Shearer M H, Timanus D K, Benton P A, Lee D R, Kennedy R C
Department of Microbiology and Immunology, University of Oklahoma Health Sciences Center, Oklahoma City 73190, USA.
J Infect Dis. 1998 Jun;177(6):1727-9. doi: 10.1086/517432.
A murine monoclonal antibody (MAb) with human CD4 specificity was tested for the ability to inhibit primary human immunodeficiency virus type 1 (HIV-1) isolates clades A through E. Human peripheral blood mononuclear cells (PBMC) were used as target cells for infectivity.
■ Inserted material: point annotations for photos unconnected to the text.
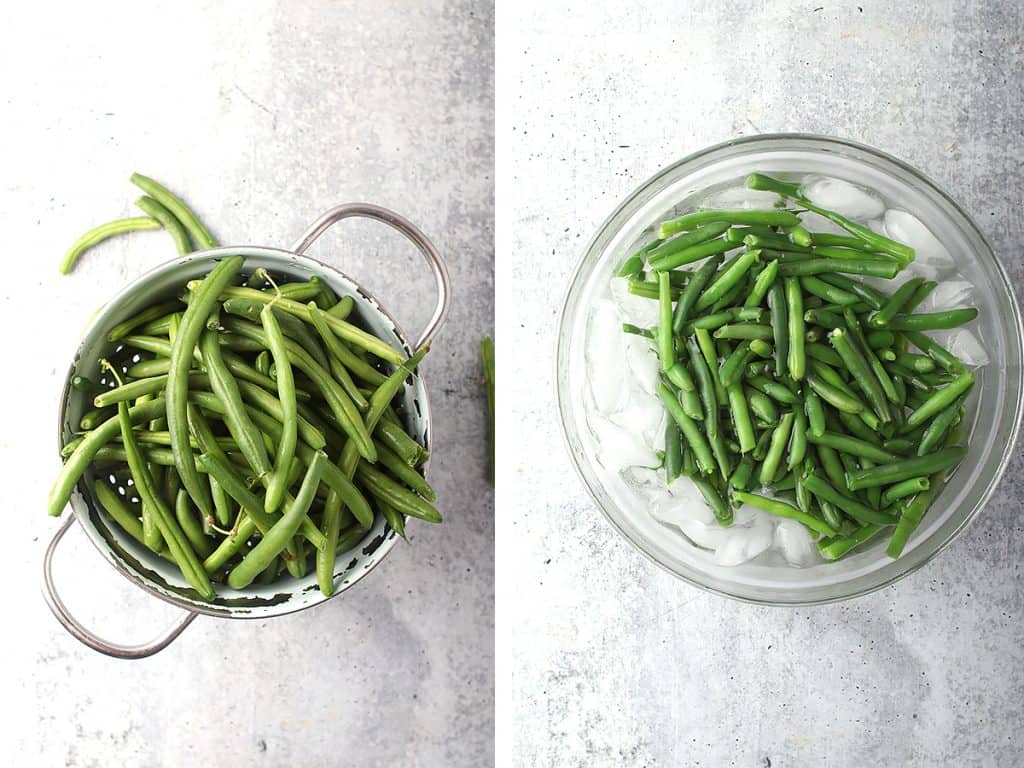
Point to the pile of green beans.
(247, 428)
(781, 373)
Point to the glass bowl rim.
(580, 274)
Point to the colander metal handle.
(81, 633)
(407, 227)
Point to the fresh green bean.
(278, 538)
(693, 246)
(104, 231)
(157, 210)
(692, 220)
(933, 321)
(939, 400)
(694, 437)
(904, 469)
(781, 509)
(200, 235)
(692, 291)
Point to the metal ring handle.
(407, 227)
(81, 633)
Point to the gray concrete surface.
(617, 664)
(262, 115)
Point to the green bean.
(402, 500)
(726, 280)
(692, 220)
(906, 487)
(761, 406)
(346, 331)
(740, 478)
(87, 450)
(732, 368)
(123, 516)
(666, 341)
(773, 242)
(337, 354)
(939, 426)
(798, 439)
(203, 301)
(340, 403)
(857, 365)
(933, 321)
(693, 246)
(939, 400)
(707, 345)
(706, 386)
(833, 395)
(762, 284)
(896, 302)
(200, 235)
(736, 233)
(815, 413)
(852, 445)
(146, 315)
(721, 509)
(837, 548)
(906, 468)
(773, 389)
(177, 543)
(292, 327)
(153, 208)
(860, 512)
(945, 359)
(286, 393)
(880, 243)
(192, 527)
(694, 437)
(866, 266)
(795, 312)
(781, 509)
(236, 418)
(779, 439)
(104, 231)
(740, 331)
(278, 538)
(692, 291)
(673, 452)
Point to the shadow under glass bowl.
(993, 408)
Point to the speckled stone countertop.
(262, 115)
(616, 663)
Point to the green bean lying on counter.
(247, 428)
(782, 370)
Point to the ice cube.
(644, 418)
(949, 294)
(619, 448)
(635, 309)
(740, 198)
(604, 350)
(642, 360)
(795, 544)
(932, 256)
(745, 542)
(842, 197)
(966, 345)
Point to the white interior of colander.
(156, 574)
(992, 408)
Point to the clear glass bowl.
(994, 408)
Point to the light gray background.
(617, 663)
(262, 115)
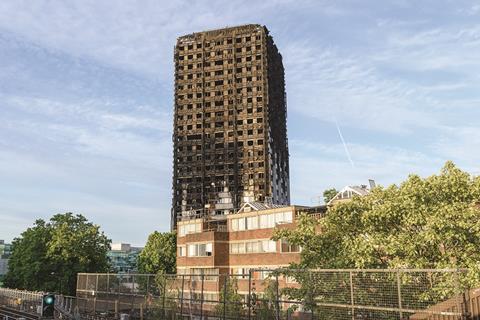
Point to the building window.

The HIV-1 primary isolates were examined for the capacity to infect PBMC targets in the presence or absence of the anti-CD4 MAb, designated P1. P1 broadly inhibited clade A, C, D, and E isolates, based on a reduction of HIV-1 p24 antigen concentrations compared with untreated controls. Little to no virus-inhibiting activity was observed with a primary HIV-1 clade B isolate, designated BZ167. Additionally, a second primary clade B isolate was efficiently inhibited from infecting PBMC targets by P1. The data indicate that P1 exhibits group-specific inhibiting activity against non-clade B primary HIV-1 isolates in vitro.
一种具有人CD4特异性的鼠单克隆抗体(MAb)被测试了抑制A至E亚型的1型人类免疫缺陷病毒(HIV-1)原始分离株的能力。人外周血单核细胞(PBMC)被用作感染性的靶细胞。在存在或不存在名为P1的抗CD4单克隆抗体的情况下,检测HIV-1原始分离株感染PBMC靶细胞的能力。与未处理的对照相比,基于HIV-1 p24抗原浓度的降低,P1广泛抑制A、C、D和E亚型分离株。对于名为BZ167的HIV-1 B亚型原始分离株,几乎未观察到病毒抑制活性。此外,P1有效地抑制了另一种B亚型原始分离株感染PBMC靶细胞。数据表明,P1在体外对非B亚型HIV-1原始分离株表现出组特异性抑制活性。